# Some Sacramento Show Pics



## maggpi21 (Mar 29, 2010)

I've never posted pics before so I hope these work. I went to the Sacramento show yesterday. This was my first time at a large dog show before so I was amazed. I had a really great time. I met Marina, Stacy's daughter. They both answered my silly questions like what a belly band is for and all those fun things. If the pics work maybe Stacy can help me out by providing the names/breeder's of these lovely ones.

Oh, by the way...I fell in love with Lucy. but i guess we all love lucy right?
-Maggie


----------



## Tina (Aug 6, 2006)

Great pictures thank you for sharing. It's always fun to see who is at the shows.


----------



## bellaratamaltese (May 24, 2006)

maggpi21 said:


> I've never posted pics before so I hope these work. I went to the Sacramento show yesterday. This was my first time at a large dog show before so I was amazed. I had a really great time. I met Marina, Stacy's daughter. They both answered my silly questions like what a belly band is for and all those fun things. If the pics work maybe Stacy can help me out by providing the names/breeder's of these lovely ones.
> 
> Oh, by the way...I fell in love with Lucy. but i guess we all love lucy right?
> -Maggie
> ...


And this is the cute little 
10	RICHELIEU SNOW DANCER. TR 930641. 07-30-09
By Ch Stardust Obsession - Richelieu's Moonstruck.
Owner: Peggy Gregson & Pat Keen Fernandes., Carmichael, CA 956084538. Breeder: Pat Keen Fernandes.
She is a little doll!

GREAT time meeting you maggie! And you got to see a maltese win the toy group - that is always a good thing!


----------



## Julie03 (Mar 18, 2010)

Awesome photos!  I would love to attend a show one day.


----------



## Orla (Jul 5, 2009)

great pics!!!
I LOVE seeing show pics!


----------



## CeeCee's Mom (Sep 14, 2006)

Outstanding pics!!! I love to see them posted....it is almost like being there!!! Thanks so much for sharing!!!


----------



## revakb2 (Sep 8, 2006)

Beautiful pictures, and yes, everyon loves Lucy!!!


----------



## Maisie and Me (Mar 12, 2009)

I love looking at all the show pictures. All the malts were gorgeous, but esp yours Stacy:thumbsup::wub:


----------



## EmmasMommy (Jun 2, 2008)

For those of you that want to attend shows near you. Go on www.akc.org and on the left under Events and Awards- pick your state and calendar and look for a AB ( all breed) show near you Generally there is a parking fee OR an entry fee per person- although most of the shows in FL just charge for parking. Some shows are outdoors and some are indoors. Some allow pet dogs, some do not.

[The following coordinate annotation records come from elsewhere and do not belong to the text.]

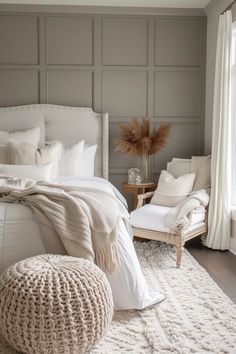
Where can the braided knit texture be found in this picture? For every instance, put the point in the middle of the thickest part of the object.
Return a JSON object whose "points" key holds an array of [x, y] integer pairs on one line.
{"points": [[51, 304]]}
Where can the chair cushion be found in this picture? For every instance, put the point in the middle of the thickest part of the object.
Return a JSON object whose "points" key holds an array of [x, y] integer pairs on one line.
{"points": [[151, 217], [171, 190]]}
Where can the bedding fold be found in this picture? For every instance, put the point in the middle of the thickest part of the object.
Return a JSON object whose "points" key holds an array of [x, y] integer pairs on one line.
{"points": [[88, 217]]}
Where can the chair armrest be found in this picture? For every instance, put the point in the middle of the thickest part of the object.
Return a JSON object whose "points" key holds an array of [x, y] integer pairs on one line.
{"points": [[143, 197]]}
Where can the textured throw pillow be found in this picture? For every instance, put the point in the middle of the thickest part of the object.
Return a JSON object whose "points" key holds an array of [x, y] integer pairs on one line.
{"points": [[201, 166], [37, 172], [21, 154], [86, 162], [29, 136], [27, 154], [171, 190], [68, 164]]}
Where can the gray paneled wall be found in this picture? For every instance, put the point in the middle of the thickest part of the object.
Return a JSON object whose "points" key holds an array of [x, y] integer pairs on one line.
{"points": [[124, 65]]}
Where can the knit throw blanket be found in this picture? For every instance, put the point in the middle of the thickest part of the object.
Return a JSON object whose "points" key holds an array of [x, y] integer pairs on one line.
{"points": [[86, 220]]}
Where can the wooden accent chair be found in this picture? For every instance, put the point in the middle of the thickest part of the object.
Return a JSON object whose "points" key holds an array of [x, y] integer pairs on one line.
{"points": [[176, 167]]}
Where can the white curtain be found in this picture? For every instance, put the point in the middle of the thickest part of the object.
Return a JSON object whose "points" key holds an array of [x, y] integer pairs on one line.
{"points": [[220, 203]]}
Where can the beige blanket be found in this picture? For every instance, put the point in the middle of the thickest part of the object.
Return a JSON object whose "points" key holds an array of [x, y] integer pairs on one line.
{"points": [[178, 216], [87, 219]]}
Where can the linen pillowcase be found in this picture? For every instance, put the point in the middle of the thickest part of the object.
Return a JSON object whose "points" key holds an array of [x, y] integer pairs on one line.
{"points": [[29, 136], [171, 190], [37, 172], [78, 160], [68, 163], [15, 120], [201, 165]]}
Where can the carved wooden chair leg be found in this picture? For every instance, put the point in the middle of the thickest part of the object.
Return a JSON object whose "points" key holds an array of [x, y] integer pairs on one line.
{"points": [[179, 252]]}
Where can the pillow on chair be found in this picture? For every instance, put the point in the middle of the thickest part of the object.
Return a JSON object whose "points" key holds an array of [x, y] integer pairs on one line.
{"points": [[171, 190], [201, 166]]}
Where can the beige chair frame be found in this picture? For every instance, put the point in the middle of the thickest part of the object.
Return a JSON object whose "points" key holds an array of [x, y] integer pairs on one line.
{"points": [[178, 239]]}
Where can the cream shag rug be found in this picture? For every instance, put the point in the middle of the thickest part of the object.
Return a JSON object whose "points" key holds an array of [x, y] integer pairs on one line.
{"points": [[196, 317]]}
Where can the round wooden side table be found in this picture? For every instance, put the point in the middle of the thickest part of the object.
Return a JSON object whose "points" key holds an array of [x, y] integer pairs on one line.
{"points": [[136, 189]]}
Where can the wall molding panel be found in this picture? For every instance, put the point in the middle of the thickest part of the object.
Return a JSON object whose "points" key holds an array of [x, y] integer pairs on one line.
{"points": [[125, 64]]}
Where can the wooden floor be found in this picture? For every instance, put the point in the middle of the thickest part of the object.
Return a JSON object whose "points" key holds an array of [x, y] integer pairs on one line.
{"points": [[221, 265]]}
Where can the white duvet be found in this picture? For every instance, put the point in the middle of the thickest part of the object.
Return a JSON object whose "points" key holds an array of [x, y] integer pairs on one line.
{"points": [[20, 237]]}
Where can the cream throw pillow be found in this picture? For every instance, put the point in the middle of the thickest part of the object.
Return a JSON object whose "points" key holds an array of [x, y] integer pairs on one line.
{"points": [[171, 190], [39, 173], [68, 163], [29, 136]]}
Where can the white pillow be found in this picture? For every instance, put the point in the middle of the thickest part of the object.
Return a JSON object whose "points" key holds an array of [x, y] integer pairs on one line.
{"points": [[68, 164], [3, 154], [171, 190], [86, 162], [37, 172], [29, 136], [201, 165]]}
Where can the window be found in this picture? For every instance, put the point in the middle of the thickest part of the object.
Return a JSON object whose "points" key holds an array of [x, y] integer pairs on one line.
{"points": [[233, 115]]}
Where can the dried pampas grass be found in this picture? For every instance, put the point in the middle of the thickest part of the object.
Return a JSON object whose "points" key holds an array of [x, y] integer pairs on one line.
{"points": [[137, 138]]}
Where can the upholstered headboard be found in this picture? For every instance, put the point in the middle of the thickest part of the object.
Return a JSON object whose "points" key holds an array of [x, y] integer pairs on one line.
{"points": [[66, 124]]}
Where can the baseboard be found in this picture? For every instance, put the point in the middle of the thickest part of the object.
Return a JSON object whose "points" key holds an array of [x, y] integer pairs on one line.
{"points": [[233, 245]]}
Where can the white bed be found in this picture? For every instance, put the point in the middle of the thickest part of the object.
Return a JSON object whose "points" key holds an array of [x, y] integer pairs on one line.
{"points": [[20, 234]]}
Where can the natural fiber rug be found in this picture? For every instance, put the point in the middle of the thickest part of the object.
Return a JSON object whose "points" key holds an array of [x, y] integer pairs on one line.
{"points": [[196, 317]]}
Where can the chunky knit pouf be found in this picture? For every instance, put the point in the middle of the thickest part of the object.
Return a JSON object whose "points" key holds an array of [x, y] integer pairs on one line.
{"points": [[54, 304]]}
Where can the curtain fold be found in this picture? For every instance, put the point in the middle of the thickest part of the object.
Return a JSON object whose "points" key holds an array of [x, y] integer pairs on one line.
{"points": [[218, 236]]}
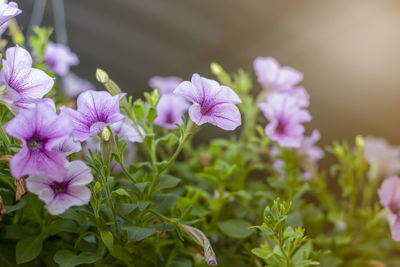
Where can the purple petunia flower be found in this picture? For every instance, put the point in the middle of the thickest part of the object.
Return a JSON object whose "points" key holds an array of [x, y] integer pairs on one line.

Shows are run by different show agencies MB-F,and Onofrio are the 2 I know best. Since I am a novice in showing I am sure some of these other ladies can give more info. I try to post when the ringtime is for Maltese because some of my dear friends on here like to come watch. I love going into the grooming area and just watching- some of the get-up set-ups and space suits (to keep them pristine) some of the dogs wear are hilarious. I have a new found appreciation for dog handlers and owner handlers too. If you go to the Superintenents desk at the show or nearby they sell a book with all of the entries listed- and their ages/parents/owner etc- ask a steward ( they wear name tags and help the judges) to explain the book to you, they are very helpful. Ask for the help before or after they are done in the ring.

BTW Loved the great PIX


----------



## bellaratamaltese (May 24, 2006)

EmmasMommy said:


> For those of you that want to attend shows near you. Go on www.akc.org and on the left under Events and Awards- pick your state and calendar and look for a AB ( all breed) show near you Generally there is a parking fee OR an entry fee per person- although most of the shows in FL just charge for parking. Some shows are outdoors and some are indoors. Some allow pet dogs, some do not.
> 
> Shows are run by different show agencies MB-F,and Onofrio are the 2 I know best. Since I am a novice in showing I am sure some of these other ladies can give more info. I try to post when the ringtime is for Maltese because some of my dear friends on here like to come watch. I love going into the grooming area and just watching- some of the get-up set-ups and space suits (to keep them pristine) some of the dogs wear are hilarious. I have a new found appreciation for dog handlers and owner handlers too. If you go to the Superintenents desk at the show or nearby they sell a book with all of the entries listed- and their ages/parents/owner etc- ask a steward ( they wear name tags and help the judges) to explain the book to you, they are very helpful. Ask for the help before or after they are done in the ring.
> 
> BTW Loved the great PIX



Oh i never think to look on the AKC site! I always look on Infodog
The search by state page is very helpful!
InfoDog AKC Dog Show Information - Search by State


----------



## lovesophie (Jan 28, 2008)

Great pictures. :chili: Thanks for sharing!


----------



## Katkoota (Feb 18, 2006)

thanks for sharing these awesome pictures 

Kat


----------